US fearful of pause in Syria aid delivery after airport attack

The Aleppo airport was being used to deliver aid to victims of last month’s earthquake, but has been closed since a suspected Israeli attack.

The Aleppo International Airport in the aftermath of a deadly earthquake.
A view of Aleppo International Airport in the aftermath of February's earthquakes [File: Firas Makdesi/Reuters]

The United States has said it would be concerned if there is a prolonged disruption to humanitarian aid deliveries in Syria after Aleppo International Airport was knocked out of service by an alleged Israeli air attack.

The airport was being used to deliver aid to victims of last month’s earthquake that killed more than 50,000 people in Turkey and Syria.

Syria’s Ministry of Transport had diverted all flights with earthquake aid to Damascus or Latakia, the United Nations said on Wednesday.

US State Department spokesperson Ned Price said that, while he could not “speak to attribution” for Tuesday’s air attack, Washington would worry if there was any lengthy halt to the flow of humanitarian aid.

The closure of the airport could have “severe humanitarian implications for people in Aleppo – one of worst earthquake-impacted governorates in the country – and could also affect the wider vulnerable population who need humanitarian assistance,” deputy UN spokesman Farhan Haq said on Wednesday.

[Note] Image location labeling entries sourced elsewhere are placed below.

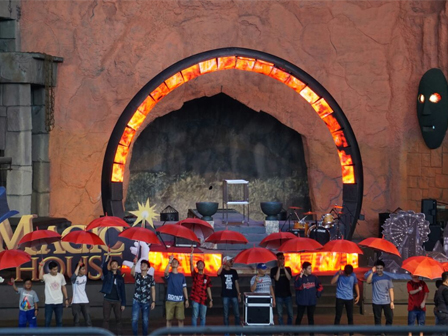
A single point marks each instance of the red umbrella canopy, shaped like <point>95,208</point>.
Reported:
<point>13,258</point>
<point>276,239</point>
<point>381,245</point>
<point>39,237</point>
<point>255,255</point>
<point>106,221</point>
<point>227,237</point>
<point>83,237</point>
<point>178,231</point>
<point>299,244</point>
<point>341,246</point>
<point>423,266</point>
<point>140,234</point>
<point>198,226</point>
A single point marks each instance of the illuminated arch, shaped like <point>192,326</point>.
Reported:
<point>241,59</point>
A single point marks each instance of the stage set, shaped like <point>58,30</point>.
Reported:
<point>315,128</point>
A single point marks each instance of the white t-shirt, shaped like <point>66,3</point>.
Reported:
<point>53,288</point>
<point>79,290</point>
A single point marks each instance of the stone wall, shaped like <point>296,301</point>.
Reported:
<point>368,55</point>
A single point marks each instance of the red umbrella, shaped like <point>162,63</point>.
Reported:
<point>255,255</point>
<point>39,237</point>
<point>13,258</point>
<point>381,245</point>
<point>300,244</point>
<point>276,239</point>
<point>140,234</point>
<point>83,237</point>
<point>341,246</point>
<point>423,266</point>
<point>227,237</point>
<point>178,231</point>
<point>198,226</point>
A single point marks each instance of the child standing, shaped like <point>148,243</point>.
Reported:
<point>27,304</point>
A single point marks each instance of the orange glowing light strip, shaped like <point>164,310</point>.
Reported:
<point>136,120</point>
<point>295,84</point>
<point>309,95</point>
<point>191,72</point>
<point>208,66</point>
<point>225,63</point>
<point>117,172</point>
<point>159,260</point>
<point>121,154</point>
<point>263,67</point>
<point>161,91</point>
<point>244,63</point>
<point>321,261</point>
<point>322,108</point>
<point>279,75</point>
<point>175,81</point>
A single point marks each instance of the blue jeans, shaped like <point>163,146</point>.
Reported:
<point>57,309</point>
<point>418,315</point>
<point>145,308</point>
<point>236,310</point>
<point>198,310</point>
<point>287,301</point>
<point>29,317</point>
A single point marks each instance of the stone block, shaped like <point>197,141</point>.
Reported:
<point>38,119</point>
<point>40,204</point>
<point>19,118</point>
<point>19,180</point>
<point>271,226</point>
<point>37,95</point>
<point>41,176</point>
<point>436,157</point>
<point>40,147</point>
<point>20,203</point>
<point>18,146</point>
<point>16,94</point>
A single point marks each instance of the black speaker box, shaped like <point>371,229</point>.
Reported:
<point>429,208</point>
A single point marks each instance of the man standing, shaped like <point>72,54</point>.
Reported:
<point>382,293</point>
<point>281,276</point>
<point>346,280</point>
<point>230,290</point>
<point>114,292</point>
<point>80,301</point>
<point>308,289</point>
<point>175,294</point>
<point>199,291</point>
<point>55,293</point>
<point>418,293</point>
<point>144,296</point>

A man walks past collapsed buildings following a devastating earthquake in the town of Jinderis, Aleppo province, Syria, Tuesday, Feb. 14, 2023. The death toll from the earthquakes of Feb. 6, that struck Turkey and northern Syria is still climbing
A man walks past collapsed buildings following a devastating earthquake in the town of Jinderes, Aleppo province, Syria [File: Ghaith Alsayed/AP Photo]

Haq said all UN Humanitarian Air Service (UNHAS) flights from Aleppo had been suspended, adding that those flights transport aid workers and life-saving supplies and must resume without delay.

“We call on all parties to abide by their obligations under international humanitarian law, including by taking all feasible precautions to spare civilians and civilian objects in the conduct of hostilities,” Haq said.

The Israeli military declined to comment on the Syrian state media accusation that it was behind the air attack.

Israel has for years been carrying out attacks against what it has described as Iran-linked targets in Syria, where Tehran’s influence has grown since it began supporting President Bashar al-Assad in the war that began in 2011.

On February 19, Israeli air attacks targeted residential areas in Damascus, killing at least five people and wounding 15, according to Syrian state news.

On January 2, the Syrian army said Israel’s military fired missiles towards the capital’s international airport, putting it out of service and killing two soldiers.

Foreign donors including the United Arab Emirates, Iran, Saudi Arabia and Algeria have flown aid into Aleppo airport since the February 6 earthquake, Syrian state media has reported.

According to UN figures, more than 8.8 million people have been affected by the earthquakes across Syria, and more than 105,000 people have been displaced.